Solely for the purposes of the product governance requirements contained within: (a) EU Directive 2014/65/EU on markets in financial instruments, as amended ("MiFID II"); (b) Articles 9 and 10 of Commission Delegated Directive (EU) 2017/593 supplementing MiFID II; (c) local implementing measures within the European Economic Area; and (d) local implementing measures in the United Kingdom as they form part of UK domestic law by virtue of the European Union (Withdrawal) Act 2018, as amended, and regulations made under that Act (together, the "MiFID II Product Governance Requirements"), and disclaiming all and any liability, whether arising in tort, contract or otherwise, which any "manufacturer" (for the purposes of the MiFID II Product Governance Requirements) may otherwise have with respect thereto, the New Ordinary Shares have been subject to a product approval process, which has determined that the New Ordinary Shares are: (i) compatible with an end target market of retail investors and investors who meet the criteria of professional clients and eligible counterparties, each as defined in MiFID II; and (ii) eligible for distribution through all distribution channels as are permitted by MiFID II (the "Target Market Assessment").

Notwithstanding the Target Market Assessment, distributors should note that: the price of the New Ordinary Shares may decline and investors could lose all or part of their investment; the New Ordinary Shares offer no guaranteed income and no capital protection; and an investment in the New Ordinary Shares is compatible only with investors who do not need a guaranteed income or capital protection, who (either alone or in conjunction with an appropriate financial or other adviser) are capable of evaluating the merits and risks of such an investment and who have sufficient resources to be able to bear any losses that may result therefrom. Furthermore, it is noted that, notwithstanding the Target Market Assessment, Jefferies and J.P. Morgan Cazenove will only procure investors who meet the criteria of professional clients and eligible counterparties.

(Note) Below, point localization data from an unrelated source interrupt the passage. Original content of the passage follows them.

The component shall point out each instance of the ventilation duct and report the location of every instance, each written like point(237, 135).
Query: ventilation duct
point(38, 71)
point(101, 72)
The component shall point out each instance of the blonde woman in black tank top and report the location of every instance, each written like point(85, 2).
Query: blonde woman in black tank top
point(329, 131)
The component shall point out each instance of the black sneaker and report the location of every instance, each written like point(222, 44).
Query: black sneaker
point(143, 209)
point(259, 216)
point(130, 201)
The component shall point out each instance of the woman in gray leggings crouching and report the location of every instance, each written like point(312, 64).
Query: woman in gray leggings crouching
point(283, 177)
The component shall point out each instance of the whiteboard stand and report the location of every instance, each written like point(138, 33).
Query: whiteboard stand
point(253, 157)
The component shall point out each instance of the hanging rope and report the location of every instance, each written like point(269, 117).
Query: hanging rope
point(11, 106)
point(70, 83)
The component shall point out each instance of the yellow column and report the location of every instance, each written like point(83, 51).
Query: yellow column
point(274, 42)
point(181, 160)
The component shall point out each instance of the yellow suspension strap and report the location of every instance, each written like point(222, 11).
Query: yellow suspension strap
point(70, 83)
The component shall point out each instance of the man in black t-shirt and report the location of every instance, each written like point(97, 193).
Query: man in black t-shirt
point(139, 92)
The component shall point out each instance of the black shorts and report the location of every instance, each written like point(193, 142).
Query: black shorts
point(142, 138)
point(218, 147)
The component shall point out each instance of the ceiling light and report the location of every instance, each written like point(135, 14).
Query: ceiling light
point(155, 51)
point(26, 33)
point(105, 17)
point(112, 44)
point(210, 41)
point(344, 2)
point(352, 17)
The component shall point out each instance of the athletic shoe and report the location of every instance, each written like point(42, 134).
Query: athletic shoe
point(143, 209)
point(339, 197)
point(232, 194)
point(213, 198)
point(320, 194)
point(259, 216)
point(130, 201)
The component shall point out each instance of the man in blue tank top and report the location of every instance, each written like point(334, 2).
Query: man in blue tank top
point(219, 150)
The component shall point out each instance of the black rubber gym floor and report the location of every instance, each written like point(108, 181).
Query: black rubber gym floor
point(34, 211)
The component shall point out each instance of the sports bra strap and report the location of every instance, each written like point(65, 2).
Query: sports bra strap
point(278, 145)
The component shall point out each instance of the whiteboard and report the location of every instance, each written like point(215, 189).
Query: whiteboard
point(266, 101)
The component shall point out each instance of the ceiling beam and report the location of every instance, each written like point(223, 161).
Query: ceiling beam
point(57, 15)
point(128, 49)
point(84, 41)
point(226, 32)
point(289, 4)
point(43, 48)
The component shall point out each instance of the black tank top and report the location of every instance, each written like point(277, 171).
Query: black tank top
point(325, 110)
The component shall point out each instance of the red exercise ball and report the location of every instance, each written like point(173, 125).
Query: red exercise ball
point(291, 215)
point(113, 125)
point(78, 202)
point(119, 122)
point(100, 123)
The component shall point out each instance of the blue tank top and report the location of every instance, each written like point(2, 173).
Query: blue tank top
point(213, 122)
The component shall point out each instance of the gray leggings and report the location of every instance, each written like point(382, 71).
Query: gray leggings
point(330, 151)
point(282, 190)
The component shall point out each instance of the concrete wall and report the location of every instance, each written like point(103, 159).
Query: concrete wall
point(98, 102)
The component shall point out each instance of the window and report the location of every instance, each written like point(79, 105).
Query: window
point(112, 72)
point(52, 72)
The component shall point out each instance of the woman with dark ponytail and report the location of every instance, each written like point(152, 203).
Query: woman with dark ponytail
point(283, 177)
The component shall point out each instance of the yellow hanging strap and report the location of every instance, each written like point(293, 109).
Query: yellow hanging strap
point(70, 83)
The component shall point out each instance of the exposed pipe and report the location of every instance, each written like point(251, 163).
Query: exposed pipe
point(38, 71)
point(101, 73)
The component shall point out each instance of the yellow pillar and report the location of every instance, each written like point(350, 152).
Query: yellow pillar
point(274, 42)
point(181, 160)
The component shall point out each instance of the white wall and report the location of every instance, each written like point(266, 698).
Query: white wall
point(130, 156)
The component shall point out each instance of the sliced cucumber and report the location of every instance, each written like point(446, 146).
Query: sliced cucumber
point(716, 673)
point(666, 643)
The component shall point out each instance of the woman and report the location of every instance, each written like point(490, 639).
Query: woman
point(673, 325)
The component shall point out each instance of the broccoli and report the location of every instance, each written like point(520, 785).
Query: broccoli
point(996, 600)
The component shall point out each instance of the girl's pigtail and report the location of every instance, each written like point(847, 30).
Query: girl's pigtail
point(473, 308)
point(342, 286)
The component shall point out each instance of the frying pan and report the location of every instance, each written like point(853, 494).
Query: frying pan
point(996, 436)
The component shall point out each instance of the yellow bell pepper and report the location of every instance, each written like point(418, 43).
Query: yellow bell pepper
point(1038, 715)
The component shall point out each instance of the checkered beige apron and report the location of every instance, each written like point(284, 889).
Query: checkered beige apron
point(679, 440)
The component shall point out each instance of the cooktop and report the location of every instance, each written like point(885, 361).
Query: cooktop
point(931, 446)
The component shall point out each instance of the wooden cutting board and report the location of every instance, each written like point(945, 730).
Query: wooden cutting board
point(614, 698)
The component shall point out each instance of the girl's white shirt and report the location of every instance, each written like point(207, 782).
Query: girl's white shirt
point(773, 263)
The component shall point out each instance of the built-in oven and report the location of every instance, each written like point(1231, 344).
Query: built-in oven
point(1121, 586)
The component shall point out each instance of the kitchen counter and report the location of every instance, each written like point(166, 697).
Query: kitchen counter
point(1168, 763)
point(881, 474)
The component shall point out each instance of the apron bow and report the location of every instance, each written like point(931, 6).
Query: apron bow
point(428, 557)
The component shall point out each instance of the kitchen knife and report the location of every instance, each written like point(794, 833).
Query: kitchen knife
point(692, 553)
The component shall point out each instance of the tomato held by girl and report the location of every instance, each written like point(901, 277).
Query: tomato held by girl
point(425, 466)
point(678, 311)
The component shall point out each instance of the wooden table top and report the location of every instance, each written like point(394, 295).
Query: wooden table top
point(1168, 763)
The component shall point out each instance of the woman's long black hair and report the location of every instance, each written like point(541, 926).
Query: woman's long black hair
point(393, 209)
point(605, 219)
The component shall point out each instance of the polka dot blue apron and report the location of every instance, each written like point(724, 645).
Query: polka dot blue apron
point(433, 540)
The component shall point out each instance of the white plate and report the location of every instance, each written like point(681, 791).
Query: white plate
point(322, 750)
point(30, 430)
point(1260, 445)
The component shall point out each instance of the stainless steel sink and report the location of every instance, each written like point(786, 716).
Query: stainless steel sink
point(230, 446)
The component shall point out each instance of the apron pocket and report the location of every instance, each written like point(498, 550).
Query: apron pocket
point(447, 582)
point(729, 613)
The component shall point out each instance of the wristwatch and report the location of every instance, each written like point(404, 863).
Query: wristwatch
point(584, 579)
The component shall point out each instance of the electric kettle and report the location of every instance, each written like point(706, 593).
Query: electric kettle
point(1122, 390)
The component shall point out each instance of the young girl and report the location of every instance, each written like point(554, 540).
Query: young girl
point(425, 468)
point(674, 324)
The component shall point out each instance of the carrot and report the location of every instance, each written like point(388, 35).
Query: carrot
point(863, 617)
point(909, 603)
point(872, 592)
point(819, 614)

For the avoidance of doubt, the Target Market Assessment does not constitute: (a) an assessment of suitability or appropriateness for the purposes of MiFID II; or (b) a recommendation to any investor or group of investors to invest in, or purchase, or take any other action whatsoever with respect to the New Ordinary Shares.

Each distributor is responsible for undertaking its own Target Market Assessment in respect of the New Ordinary Shares and determining appropriate distribution channels.